Editorial do Valor Valor Econômico de hoje vai de juros a política fiscal.
Em uma de suas decisões mais
antecipadas, o Comitê de Política Monetária (Copom) anunciou quarta-feira o
corte de meio ponto na taxa básica de juros (Selic) para 10,50% ao ano. A como
sempre sintética nota emitida pelo Copom após a reunião indica novos cortes
pela frente. Até aí, nenhuma novidade. A dúvida é até onde chegará a tesoura do
Copom.
Foi o quarto corte consecutivo de meio
ponto da taxa Selic, acumulando dois pontos de redução desde a histórica
reunião do fim de julho, quando o Copom inverteu a trajetória dos juros.
Naquele momento, o Copom surpreendeu o mercado com a avaliação de que haveria
uma significativa piora na crise da zona do euro, com impacto forte na economia
brasileira.
A realidade mostrou que, infelizmente, o
Copom tinha razão e o mundo viveu um dos piores semestres da história. A
avaliação de que o cenário externo ainda é hostil permanece, como indica a nota
divulgada na noite da quarta-feira: "O Copom entende que, ao
tempestivamente mitigar os efeitos vindos de um ambiente global mais
restritivo, um ajuste moderado no nível da taxa básica é consistente com o
cenário de convergência da inflação para a meta em 2012".
Mas já há tênues sinais de mudança no
cenário doméstico e internacional, que vão influenciar as decisões futuras do
Copom. No exterior, a economia americana parece começar a reagir, embora à
custa das volumosas injeções de dinheiro do Federal Reserve (Fed, o banco
central americano), a ponto de causar a melhora no nível de emprego pela
primeira vez em muito tempo. Os dados mais recentes da economia chinesa afastam
o risco da temida desaceleração brusca, embora ainda sejam frágeis; e a Europa
parece ter conseguido represar os riscos com as operações do Banco Central
Europeu (BCE), dando tempo para os países mais problemáticos executarem seus
programas de ajuste fiscal.
No front doméstico, outubro parece ter
sido o fundo do poço da economia. O Índice de Atividade Econômica do Banco
Central (IBC-Br), que antecipa os resultados do Produto Interno Bruto (PIB),
surpreendeu com o crescimento de 1,15% em novembro, na série com ajuste
sazonal. Foi o primeiro resultado positivo após três meses de quedas
consecutivas e o maior em 19 meses.
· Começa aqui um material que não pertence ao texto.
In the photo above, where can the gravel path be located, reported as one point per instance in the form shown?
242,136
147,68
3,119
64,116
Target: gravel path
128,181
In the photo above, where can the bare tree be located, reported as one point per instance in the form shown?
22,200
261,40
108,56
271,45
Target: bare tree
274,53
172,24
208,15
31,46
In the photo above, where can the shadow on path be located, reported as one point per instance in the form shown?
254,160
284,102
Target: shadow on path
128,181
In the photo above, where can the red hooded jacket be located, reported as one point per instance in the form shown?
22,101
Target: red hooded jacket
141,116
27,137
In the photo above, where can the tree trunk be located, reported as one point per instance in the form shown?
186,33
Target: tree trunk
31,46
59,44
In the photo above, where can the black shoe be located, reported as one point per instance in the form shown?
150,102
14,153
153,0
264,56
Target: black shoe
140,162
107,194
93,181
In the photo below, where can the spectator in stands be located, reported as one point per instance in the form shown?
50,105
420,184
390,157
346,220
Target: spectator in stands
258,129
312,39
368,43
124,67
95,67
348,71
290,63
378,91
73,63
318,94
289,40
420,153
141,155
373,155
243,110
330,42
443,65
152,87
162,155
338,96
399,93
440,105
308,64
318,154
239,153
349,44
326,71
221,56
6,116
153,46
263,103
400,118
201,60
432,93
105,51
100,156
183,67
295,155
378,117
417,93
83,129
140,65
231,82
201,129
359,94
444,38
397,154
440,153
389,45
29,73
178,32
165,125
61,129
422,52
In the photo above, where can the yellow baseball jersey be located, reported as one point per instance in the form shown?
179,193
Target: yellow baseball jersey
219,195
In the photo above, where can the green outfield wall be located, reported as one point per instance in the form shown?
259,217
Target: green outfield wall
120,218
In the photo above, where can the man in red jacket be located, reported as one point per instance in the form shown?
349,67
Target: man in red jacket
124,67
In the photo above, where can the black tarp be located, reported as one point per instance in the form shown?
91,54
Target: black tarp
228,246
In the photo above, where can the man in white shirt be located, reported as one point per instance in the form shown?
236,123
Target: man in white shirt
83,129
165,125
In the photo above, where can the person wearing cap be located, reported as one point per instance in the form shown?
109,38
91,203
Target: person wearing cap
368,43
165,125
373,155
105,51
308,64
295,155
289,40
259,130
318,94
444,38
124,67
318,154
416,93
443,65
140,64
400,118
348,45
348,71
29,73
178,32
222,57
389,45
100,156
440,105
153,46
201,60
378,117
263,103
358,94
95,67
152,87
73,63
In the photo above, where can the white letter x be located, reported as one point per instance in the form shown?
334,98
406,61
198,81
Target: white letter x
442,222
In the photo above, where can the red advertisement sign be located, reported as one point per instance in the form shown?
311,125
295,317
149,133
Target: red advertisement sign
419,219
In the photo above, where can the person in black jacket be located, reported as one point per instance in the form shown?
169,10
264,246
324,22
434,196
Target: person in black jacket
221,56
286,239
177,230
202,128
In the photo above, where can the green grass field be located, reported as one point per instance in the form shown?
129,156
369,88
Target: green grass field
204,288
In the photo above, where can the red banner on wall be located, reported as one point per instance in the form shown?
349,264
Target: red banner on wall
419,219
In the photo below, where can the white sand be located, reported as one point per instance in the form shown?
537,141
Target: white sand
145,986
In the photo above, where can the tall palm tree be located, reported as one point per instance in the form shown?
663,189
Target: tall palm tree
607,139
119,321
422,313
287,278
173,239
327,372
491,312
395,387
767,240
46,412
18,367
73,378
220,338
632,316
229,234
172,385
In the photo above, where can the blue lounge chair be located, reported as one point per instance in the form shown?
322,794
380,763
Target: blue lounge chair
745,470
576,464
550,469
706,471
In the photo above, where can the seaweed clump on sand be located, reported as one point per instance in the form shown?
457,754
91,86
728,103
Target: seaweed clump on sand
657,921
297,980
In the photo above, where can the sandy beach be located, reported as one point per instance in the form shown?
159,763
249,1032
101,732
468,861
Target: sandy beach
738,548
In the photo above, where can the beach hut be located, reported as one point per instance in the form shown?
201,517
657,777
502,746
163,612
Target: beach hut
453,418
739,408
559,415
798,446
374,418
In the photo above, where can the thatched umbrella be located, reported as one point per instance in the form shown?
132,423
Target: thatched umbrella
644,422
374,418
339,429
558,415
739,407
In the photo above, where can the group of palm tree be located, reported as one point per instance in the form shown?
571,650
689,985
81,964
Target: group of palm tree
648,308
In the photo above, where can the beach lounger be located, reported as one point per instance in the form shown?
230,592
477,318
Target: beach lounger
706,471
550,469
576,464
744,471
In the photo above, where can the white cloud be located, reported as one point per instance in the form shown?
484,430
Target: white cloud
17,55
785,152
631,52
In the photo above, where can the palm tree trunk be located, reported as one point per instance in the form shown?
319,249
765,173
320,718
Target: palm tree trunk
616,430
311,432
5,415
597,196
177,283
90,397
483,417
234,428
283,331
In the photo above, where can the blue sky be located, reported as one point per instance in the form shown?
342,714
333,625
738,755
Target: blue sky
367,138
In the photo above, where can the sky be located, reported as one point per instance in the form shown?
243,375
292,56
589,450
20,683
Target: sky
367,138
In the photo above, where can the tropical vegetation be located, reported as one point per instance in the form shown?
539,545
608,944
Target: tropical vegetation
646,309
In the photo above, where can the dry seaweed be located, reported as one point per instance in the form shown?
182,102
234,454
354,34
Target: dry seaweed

A sinalização do IBC-Br é que a economia
brasileira começou a reagir em novembro, mesmo que moderadamente, processo que
deve ter continuado em dezembro, a julgar pelos dados de produção industrial e
do varejo. Neste ano, o nível de atividade contará com o impulso do aumento de
14,1% do salário mínimo e da redução do IPI para os produtos da linha branca,
além da provável redução do IOF do crédito. Já a inflação mostra sinais de que
vai se acomodar entre 5% a 5,5% neste ano.
O quadro todo coloca o prumo da balança
na política fiscal. Cumprir a meta fiscal é política defendida pelo Banco
Central e pelo ministro da Fazenda, Guido Mantega, e considerada fundamental
para que os juros mantenham a trajetória de queda. O superávit primário cheio
previsto pela Lei de Diretrizes Orçamentárias (LDO) para este ano é de R$ 139,8
bilhões, ou 3% do PIB.
Até fevereiro o governo deve definir os
cortes orçamentários necessários para atingir essa meta, tarefa que será
dificultada pela perspectiva de redução da arrecadação neste ano. Fala-se em
diminuir as despesas em R$ 60 bilhões a R$ 70 bilhões, esforço maior do que o
feito em 2011, quando foram cortados R$ 24 bilhões, principalmente em
investimentos.
É isso que alguns setores do governo não
querem repetir neste ano. A questão que se discute nos círculos mais íntimos do
governo é como equilibrar o cumprimento do superávit primário fiscal com o
desejável crescimento da economia. A presidente Dilma gostaria que a economia
crescesse 4% a 5% neste ano, acima dos 3% a 3,5% previstos pelo mercado,
considerando as condições atuais. Para estimular o nível de atividades, o
Planalto quer enfatizar os investimentos especialmente em infraestrutura, como
em portos, aeroportos e rodovias, que inclusive estimulam a iniciativa privada.
O governo poderia ainda usar a prerrogativa prevista em lei de descontar da
meta os investimentos previstos no Programa de Aceleração do Crescimento (PAC),
de cerca de R$ 42 bilhões, o que não é visto com bons olhos por todos. Mais do
que nunca, a trajetória dos juros está atrelada à política fiscal.